The father goes down with coronavirus, and he is really sick. Mom is healthy as an ox. The neighbour, old Mr. Kaminsky, pops in to borrow some sugar for the missus who is baking his favourite cake, and he gets infected and dies in a week. The kid is fine as rain. He gets tested. Negative. The mom’s the same. Her test also comes back negative. Does this mean that little Joey and mom did not contract coronavirus although they live under the same roof with dad who shows severe symptoms, while good ole’ Mr. Kaminsky – peace be upon him – pops in for a minute and gets infected?

Nope. Dad transmitted the virus to ALL OF THEM. Only mom and Joey either had a great immune system or their vaccination worked so well for this variant that even their tests failed to show infection. It’s common sense that they contracted the virus. Why wouldn’t have they?

So, the theory is that everyone got infected. Everyone. With several variants. Multiple times. A few percentage of the population shows severe symptoms in an epidemic and deaths can be measured in the thousandths.
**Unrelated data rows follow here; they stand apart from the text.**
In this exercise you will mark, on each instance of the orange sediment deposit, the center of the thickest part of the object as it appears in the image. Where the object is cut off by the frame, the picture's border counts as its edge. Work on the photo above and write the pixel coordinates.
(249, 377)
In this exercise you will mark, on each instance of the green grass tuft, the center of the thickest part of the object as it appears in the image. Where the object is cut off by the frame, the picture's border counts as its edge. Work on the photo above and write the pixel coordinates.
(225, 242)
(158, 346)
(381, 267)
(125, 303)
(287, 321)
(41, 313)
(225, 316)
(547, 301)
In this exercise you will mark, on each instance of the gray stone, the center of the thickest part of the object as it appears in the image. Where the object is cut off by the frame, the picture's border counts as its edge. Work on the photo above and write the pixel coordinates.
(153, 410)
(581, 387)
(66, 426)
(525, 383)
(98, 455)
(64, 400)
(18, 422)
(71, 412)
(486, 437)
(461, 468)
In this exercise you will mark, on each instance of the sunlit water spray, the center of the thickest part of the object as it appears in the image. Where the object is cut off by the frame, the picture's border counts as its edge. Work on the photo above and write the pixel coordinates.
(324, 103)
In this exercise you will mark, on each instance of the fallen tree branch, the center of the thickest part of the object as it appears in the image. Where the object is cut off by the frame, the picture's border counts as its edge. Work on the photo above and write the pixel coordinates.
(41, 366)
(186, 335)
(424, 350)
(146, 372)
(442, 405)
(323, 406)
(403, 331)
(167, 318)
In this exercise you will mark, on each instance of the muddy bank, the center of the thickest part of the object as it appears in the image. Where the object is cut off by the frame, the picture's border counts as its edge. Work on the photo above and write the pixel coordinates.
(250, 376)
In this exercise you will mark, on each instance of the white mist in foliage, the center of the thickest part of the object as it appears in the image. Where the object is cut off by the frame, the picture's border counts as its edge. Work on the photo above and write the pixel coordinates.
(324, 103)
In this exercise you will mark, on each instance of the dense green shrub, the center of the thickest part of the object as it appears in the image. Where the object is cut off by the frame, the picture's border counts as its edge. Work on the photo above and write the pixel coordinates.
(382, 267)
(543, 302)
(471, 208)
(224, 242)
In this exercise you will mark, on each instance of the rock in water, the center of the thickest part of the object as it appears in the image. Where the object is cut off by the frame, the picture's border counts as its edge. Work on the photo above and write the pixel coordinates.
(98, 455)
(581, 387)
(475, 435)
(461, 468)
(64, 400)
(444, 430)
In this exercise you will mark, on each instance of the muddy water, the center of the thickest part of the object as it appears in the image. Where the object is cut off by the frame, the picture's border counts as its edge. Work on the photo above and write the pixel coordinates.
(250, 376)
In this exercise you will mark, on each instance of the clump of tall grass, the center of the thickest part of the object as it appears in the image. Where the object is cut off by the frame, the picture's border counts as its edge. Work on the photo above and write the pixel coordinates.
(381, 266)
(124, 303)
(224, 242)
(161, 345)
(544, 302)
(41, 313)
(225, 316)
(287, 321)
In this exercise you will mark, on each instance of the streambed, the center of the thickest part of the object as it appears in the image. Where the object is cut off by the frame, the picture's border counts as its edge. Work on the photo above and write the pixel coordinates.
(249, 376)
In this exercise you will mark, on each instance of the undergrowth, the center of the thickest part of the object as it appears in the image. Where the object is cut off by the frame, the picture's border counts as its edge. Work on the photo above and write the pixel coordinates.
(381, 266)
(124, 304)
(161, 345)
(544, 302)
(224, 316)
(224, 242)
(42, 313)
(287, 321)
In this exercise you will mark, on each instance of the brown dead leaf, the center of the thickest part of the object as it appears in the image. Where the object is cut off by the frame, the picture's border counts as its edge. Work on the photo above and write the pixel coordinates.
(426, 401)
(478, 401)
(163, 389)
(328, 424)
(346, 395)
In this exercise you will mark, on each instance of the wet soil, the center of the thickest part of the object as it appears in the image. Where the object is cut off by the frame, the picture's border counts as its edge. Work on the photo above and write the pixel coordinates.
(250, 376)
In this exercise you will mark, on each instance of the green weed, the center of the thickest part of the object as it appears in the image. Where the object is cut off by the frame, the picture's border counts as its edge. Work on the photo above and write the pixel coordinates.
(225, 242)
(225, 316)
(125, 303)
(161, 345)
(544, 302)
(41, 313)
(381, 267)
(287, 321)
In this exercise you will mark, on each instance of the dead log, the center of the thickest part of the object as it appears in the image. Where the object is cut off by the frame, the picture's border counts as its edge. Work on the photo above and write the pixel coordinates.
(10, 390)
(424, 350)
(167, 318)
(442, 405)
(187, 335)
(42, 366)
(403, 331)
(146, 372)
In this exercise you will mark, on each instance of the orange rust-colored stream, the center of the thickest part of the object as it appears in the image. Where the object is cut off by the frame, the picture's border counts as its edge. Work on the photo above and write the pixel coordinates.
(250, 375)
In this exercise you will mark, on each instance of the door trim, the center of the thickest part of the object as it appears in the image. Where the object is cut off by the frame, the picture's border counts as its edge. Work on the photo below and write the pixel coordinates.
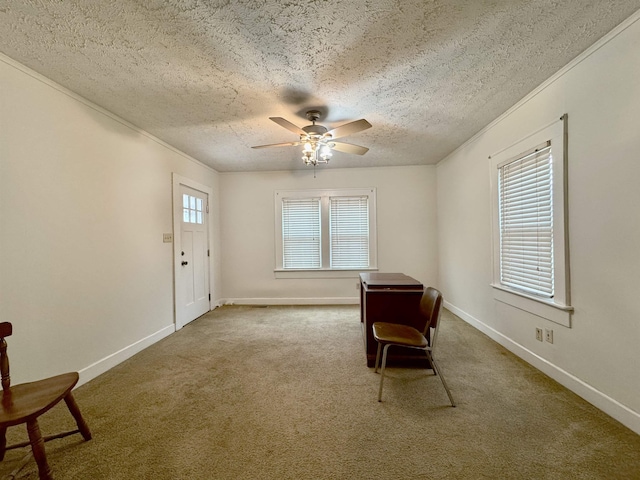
(177, 181)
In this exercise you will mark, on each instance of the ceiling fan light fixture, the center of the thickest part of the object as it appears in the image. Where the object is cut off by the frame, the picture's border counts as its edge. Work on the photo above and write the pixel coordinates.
(317, 141)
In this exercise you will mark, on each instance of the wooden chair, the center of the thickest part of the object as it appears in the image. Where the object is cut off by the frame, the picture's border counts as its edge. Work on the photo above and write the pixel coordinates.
(388, 334)
(24, 403)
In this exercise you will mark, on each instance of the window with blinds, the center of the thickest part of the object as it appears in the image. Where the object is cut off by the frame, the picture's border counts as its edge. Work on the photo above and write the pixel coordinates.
(301, 241)
(525, 196)
(349, 232)
(322, 232)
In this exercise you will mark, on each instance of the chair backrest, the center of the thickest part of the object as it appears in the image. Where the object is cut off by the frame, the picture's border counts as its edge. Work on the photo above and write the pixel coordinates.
(430, 306)
(6, 329)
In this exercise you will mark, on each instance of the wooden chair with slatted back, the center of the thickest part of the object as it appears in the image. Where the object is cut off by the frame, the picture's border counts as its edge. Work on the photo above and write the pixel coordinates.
(24, 403)
(388, 334)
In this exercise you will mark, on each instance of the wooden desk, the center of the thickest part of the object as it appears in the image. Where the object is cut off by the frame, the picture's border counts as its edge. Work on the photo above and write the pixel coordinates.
(395, 298)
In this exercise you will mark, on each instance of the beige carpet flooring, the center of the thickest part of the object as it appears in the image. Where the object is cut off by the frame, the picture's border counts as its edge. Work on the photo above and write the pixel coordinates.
(285, 393)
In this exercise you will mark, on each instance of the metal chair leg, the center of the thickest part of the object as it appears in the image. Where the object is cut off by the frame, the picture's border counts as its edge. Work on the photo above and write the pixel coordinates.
(377, 358)
(438, 372)
(384, 364)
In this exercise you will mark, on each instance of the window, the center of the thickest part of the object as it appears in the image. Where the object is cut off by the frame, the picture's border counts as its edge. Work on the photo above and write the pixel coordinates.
(530, 244)
(324, 231)
(526, 222)
(191, 209)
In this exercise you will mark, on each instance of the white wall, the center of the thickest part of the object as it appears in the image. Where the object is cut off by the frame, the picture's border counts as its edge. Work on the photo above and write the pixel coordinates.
(599, 356)
(406, 212)
(85, 277)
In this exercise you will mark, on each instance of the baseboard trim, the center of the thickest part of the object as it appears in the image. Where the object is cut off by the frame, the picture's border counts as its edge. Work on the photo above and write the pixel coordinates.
(292, 301)
(110, 361)
(608, 405)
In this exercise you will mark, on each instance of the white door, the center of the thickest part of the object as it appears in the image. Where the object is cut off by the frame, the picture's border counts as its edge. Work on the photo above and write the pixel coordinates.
(192, 262)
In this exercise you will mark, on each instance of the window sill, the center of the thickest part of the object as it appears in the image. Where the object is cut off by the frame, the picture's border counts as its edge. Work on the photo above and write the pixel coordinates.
(547, 309)
(321, 273)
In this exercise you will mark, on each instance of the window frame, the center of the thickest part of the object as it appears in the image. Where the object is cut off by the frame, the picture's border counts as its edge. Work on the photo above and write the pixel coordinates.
(557, 308)
(325, 271)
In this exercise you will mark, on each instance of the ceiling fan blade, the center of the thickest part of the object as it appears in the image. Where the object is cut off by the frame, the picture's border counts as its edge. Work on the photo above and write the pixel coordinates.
(349, 128)
(288, 144)
(288, 125)
(348, 148)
Only there was (and is) not one epidemic but many. Following each other in rapid succession.

The Conclusion

  1. There is no herd immunity and there never will be.
  2. What we call the waves of a pandemic are actually new epidemics. They may look like waves but only locally.
  3. Those that said a pandemic is ‘only’ double or triple as harmful as a rough influenza epidemic were right. Only we have multiple epidemics bumper to bumper so to speak.
  4. Those were also correct that said underdetection is massive. Only they were wrong because massive does not really describe the situation. It’s not even a tenfold underdetection. It’s as dramatic as effectively 100%. More precisely, it’s 80 to 90%, as a temporary local herd immunity in the various epidemics is reached. At the peaks of an epidemic up to 30 to 40% of the COVID-19 tests are positive, according to laboratories. Pártos claims that practically 80-90% of these would be positive if the viruses in the remaining 60 to 70% of the samples were cultivated, as these appear negative only because of the quantity of the viruses does not reach the minimum level of detection. People that gave those samples had such a strong immune response to that particular variant that even the samples came back (false) negative.
  5. There is probably not much cross-immunity. There will be in time, as humans adjust to new and new variants, but there’s none or hardly any at the moment.
  6. That is why the Covid death curves of the various epidemic waves are very similar. It may occur that some of the newly emerging variants will be more deadly than its predecessors, but it is also certain that vaccines are more or less effective (for now) against the strains that are currently in circulation.
  7. The variants that we know of will not lead to a mass mortality event. But, as there is no herd immunity, that 0.1 to 0.2% will die of coronavirus-related diseases one, or two, or three times every year. And when you add these numbers up…that’s a lot of dead people.
  8. Vaccines will provide protection for a while, but as new variants emerge, new vaccines will be required, just like in the case of the influenza virus. After a while, though, there will be dominant strains, our immune system will adjust to them. And by the time coronavirus becomes as docile as a simple cold, those that were sensitive to it will already be six feet under.
  9. If this hypothesis is correct, it makes a lot of sense to get your COVID-19 shots. The other forms of protection, however, are not worth a lot, as the theory is that everyone was or will be infected at a point. Just like in the case of a common cold. Just to be clear, this does not mean that mask-wearing, social distancing, and certain lockdown measures are bad. They can, in fact, delay the progress of an epidemic (or wave if you like), only vaccination beats them in usefulness. The key word here is ‘delay’. Coronavirus is still far from become as docile as the common cold, it is still gaining strength. During this ‘taming’ process everyone that was vulnerable / susceptible to SARS-CoV-2 will either gain immunity or die. For all the others a coronavirus infection is already just like common cold.
  10. And finally, we need to get our immune system in order. Quit smoking! Stop drinking! Lose weight! Get enough sleep! Be in your best shape possible! Quit drugs! Get vaccinated! And hope for the best!